Junji Iwahara, PhD
Professor, Department of Biochemistry & Molecular Biology
Tel: (409) 747-1403
Fax: (409) 772-6334
Campus Location: 5.104C Medical Research Bldg
Pubmed Publications | Lab Webpage
Our research field is biophysical chemistry of proteins, DNA, and their interactions.
In life, complex networks of molecular interactions involve electrostatic forces that influence structure and function of biological macromolecules.
Electrostatics is important for our fundamental understanding of biomolecular functions as well as for drug development. Biomolecular electrostatics has been a subject of computational investigations based on 3D structures. Our nuclear magnetic resonance
(NMR) methods are changing this situation. These solution NMR methods allow us to quantitatively investigate biomolecular electrostatics without any use of structure information.
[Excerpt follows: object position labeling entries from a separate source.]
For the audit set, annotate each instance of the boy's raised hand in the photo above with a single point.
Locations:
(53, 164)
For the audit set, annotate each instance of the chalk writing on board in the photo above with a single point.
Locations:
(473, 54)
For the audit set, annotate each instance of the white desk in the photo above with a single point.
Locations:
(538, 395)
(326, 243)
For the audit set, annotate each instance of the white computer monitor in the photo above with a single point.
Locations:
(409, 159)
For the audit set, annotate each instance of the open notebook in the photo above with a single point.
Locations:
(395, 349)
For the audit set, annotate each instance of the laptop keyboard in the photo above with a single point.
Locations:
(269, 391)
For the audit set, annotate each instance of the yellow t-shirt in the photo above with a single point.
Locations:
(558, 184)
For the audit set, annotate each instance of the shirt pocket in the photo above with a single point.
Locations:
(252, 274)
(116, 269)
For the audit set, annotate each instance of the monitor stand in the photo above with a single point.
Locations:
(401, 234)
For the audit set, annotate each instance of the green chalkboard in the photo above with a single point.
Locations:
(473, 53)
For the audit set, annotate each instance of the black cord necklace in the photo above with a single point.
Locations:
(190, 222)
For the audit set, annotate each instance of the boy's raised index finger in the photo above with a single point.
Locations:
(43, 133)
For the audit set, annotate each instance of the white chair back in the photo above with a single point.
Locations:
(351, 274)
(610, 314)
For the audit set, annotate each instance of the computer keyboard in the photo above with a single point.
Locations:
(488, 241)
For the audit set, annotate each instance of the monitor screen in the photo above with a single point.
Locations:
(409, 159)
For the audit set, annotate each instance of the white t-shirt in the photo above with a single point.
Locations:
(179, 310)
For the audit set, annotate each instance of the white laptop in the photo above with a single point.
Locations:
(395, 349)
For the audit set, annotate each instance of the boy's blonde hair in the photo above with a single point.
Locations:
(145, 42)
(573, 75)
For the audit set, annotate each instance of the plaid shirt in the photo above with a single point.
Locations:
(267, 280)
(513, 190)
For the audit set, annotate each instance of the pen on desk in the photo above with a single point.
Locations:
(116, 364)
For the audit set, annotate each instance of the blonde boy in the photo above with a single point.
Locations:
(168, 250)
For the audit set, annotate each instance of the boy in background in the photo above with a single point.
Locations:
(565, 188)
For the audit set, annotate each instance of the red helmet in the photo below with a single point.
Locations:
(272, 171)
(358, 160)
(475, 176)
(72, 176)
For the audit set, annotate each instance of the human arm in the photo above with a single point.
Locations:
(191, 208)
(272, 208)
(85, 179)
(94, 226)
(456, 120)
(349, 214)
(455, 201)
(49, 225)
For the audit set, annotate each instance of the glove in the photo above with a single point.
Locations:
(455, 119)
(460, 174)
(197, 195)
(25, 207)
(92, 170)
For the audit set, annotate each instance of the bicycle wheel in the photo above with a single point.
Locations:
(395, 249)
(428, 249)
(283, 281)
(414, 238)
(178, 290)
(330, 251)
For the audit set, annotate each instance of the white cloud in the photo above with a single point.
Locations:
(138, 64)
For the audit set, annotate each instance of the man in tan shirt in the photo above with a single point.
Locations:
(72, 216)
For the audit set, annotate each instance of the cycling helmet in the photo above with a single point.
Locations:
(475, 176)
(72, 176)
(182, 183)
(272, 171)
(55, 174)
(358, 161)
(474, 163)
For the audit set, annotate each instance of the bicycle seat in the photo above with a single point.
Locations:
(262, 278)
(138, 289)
Macromolecular binding event is not simply a two-state exchange between free and bound states. In fact, previous kinetic investigations have suggested that the process of the specific complex formation goes through intermediate states called as
target search or encounter complexes and the presence of such intermediates greatly accelerates the overall process. In terms of structure, how do individual components bind to each other at the intermediates states? How dynamic are they? These are
fundamentally important questions for understanding macromolecular recognitions, while structural biology has not given adequate answers yet. It is because the very low population at equilibrium and dynamic nature of such states make the investigations
extremely difficult. We have developed a number of powerful NMR methods that permit characterization of the intermediates in macromolecular binding at equilibrium. Applying the new techniques, we investigate structural and dynamic aspects of binding
intermediates. Currently, the focus in our research is on the target search process whereby gene-regulatory proteins are able to efficiently and rapidly locate their specific DNA target sequence in a sea of non-specific DNA.
HMGB1 is a very interesting DNA-binding protein that plays important roles in the cell nuclei and in extracellular space. HMGB1 typically exists in the cell nuclei and serves as a DNA chaperone and assists various other DNA-binding proteins. HMGB1 contains two DNA-binding domains and intrinsically disordered regions (IDRs). HMGB1 recognizes atypical DNA such as Holliday junction, bulged DNA, cisplatin-modified DNA, and G-quadruplex. HMGB1 is released to extracellular space not only passively from dying cells, but also actively from platelets and some healthy cells. Extracellular HMGB1 serves as a danger signal and plays several important roles in innate immunity involving extracellular DNA related to infection or tissue damage. HMGB1 is involved in many inflammatory diseases and has been regarded as a potential therapeutic target. Using NMR spectroscopy, fluorescence spectroscopy, and other techniques, we are characterizing HMGB1 and trying to find effective ways for HMGB1 inhibition.